I noted that the driver developer has a different interface.

>> Chapter " Managing Queues": I assume the limitation that
>> RTEMS_CAN_DISCARD_QUEUES removes all queues and not only selected ones
>> is a limitation due to the nature of the ioctl interface or the driver
>> capabilities? It could be a bit of an annoying limitation in an
>> application that dynamically wants to register or unregister queues.
> The single chip can be opened multiple times, each open instance
> created their own canque_ends_user_t
> https://otrees.pages.fel.cvut.cz/rtems/rtems-canfd/doc/doxygen/html/structcanque__ends__user__t.html
> This structure allows to connect FIFO queues (canque_edge_t) at any time
> in any direction including echo to itself or some intermediate node
> to send messages to more links for redundancy etc.
> https://otrees.pages.fel.cvut.cz/rtems/rtems-canfd/doc/doxygen/html/structcanque__edge__t.html
> That is internal implementation which is intended to be really flexible
> and with minimal locking intervals - only during move to next queue
> during iterations.
> But we are trying to keep external interface reasonably simple, so we consider
> only queues from single user (file-descriptor) to single chip corresponding
> to /dev/can during chosen during open for now.
> The rationale for discard all only is that we if we allow manipulation of
> individual queues we cannot identify queues by pointers. We take as forbidden
> to expose kernel pointer addresses of canque_edge_t. It can be resolved
> by assigning some unique numbers for each edge created from given user
> ends and returning these to user from RTEMS_CAN_CREATE_QUEUE. The initial
> default connection can have ID 0. Then it would be easy iterate over
> all queues going to/from given user and remove only that queue where
> the specified ID matches. Other option is to limit which queues will
> be removed based on CAN ID and mask... but there can be problem to uniquely
> match such queue etc...
> So the compromise is taken. You can remove all queues to given open instance
> and then add queues one by one as you want with controlled CAN ID
> filters and priority.
> If you need to create dynamically some application which needs specific
> CAN IDs and priorities and then you expect that it should not interact
> with network any more, then you can open /dev/canX again and you have
> private queues pool.

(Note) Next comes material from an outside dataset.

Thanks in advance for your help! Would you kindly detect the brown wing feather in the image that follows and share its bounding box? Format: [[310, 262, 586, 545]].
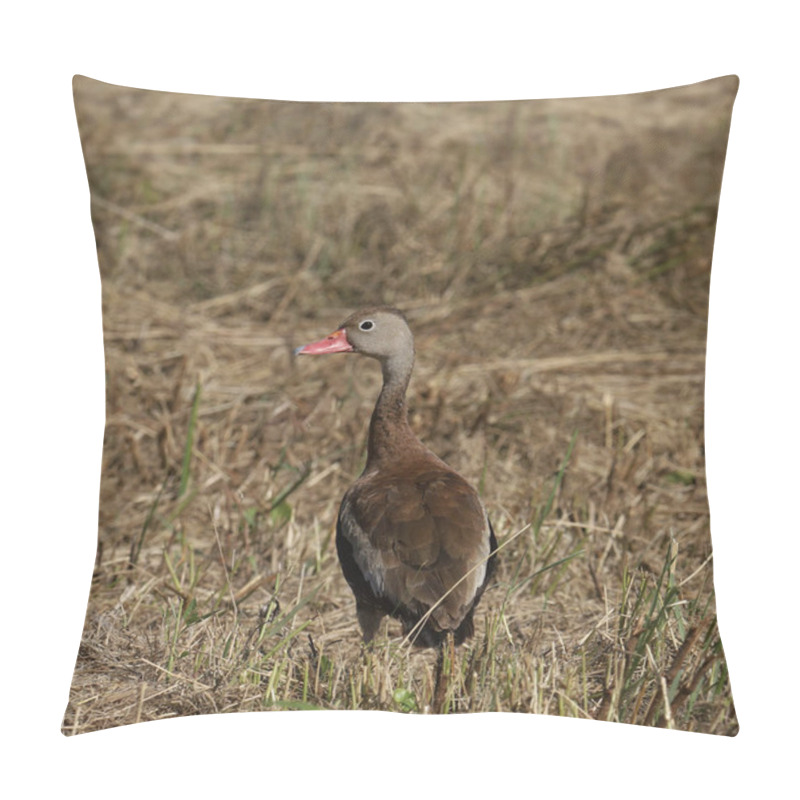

When the file representation is closed then all
> these queues will be removed. That all without any influence
> to other open instances to same or other CAN device {if we do not
> consider system load).
> I agree, that it is compromise. But adding yet another file descriptor
> like multiplexor for queues to each file descriptor seems to me as
> too much complexity. But it can be added. even later as IOCTL to remove
> individual queues based on CAN ID matches or queues IDs if create
> is modified to return internal queue IDs...

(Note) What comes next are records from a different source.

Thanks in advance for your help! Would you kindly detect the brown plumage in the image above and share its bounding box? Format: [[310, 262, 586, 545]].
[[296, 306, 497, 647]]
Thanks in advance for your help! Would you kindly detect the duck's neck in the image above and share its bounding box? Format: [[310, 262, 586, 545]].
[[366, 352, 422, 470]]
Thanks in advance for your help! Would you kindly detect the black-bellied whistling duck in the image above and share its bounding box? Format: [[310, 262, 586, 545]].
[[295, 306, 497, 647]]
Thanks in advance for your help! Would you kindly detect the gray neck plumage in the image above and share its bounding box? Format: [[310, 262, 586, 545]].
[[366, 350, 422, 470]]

I somehow missed that you can open the device multiple times and get 
independent queues. With that, it's completely OK and should be flexible 
enough for most applications.

It's great that you already have put some thought into how it could be 
extended later if some application needs more flexibility.

>> Chapter " Setting Mode": These look quite controller specific.
>> If I want to add a controller that has a new mode: Would I just add a
>> new flag? What happens if we reach 33 flags? Would an array or maybe a
>> structure with a single uint32_t field be a better choice? I assume
>> that if a controller doesn't support a mode, (like setting FD on a
>> non-FD controller), the IOCTL will just return an error?
> I hope that these modes should be mostly controller independent.
> Mode roughly correspond to same definitions found in Linux SocketCAN.
> There is list of our CAN_CTRLMODE_x
> https://gitlab.fel.cvut.cz/otrees/rtems/rtems-canfd/-/blob/master/lib/candrv/dev/can/can.h?ref_type=heads#L98
> May it be we should do review and remove some.
> I.e. CAN_CTRLMODE_3_SAMPLES fits better into bittiming...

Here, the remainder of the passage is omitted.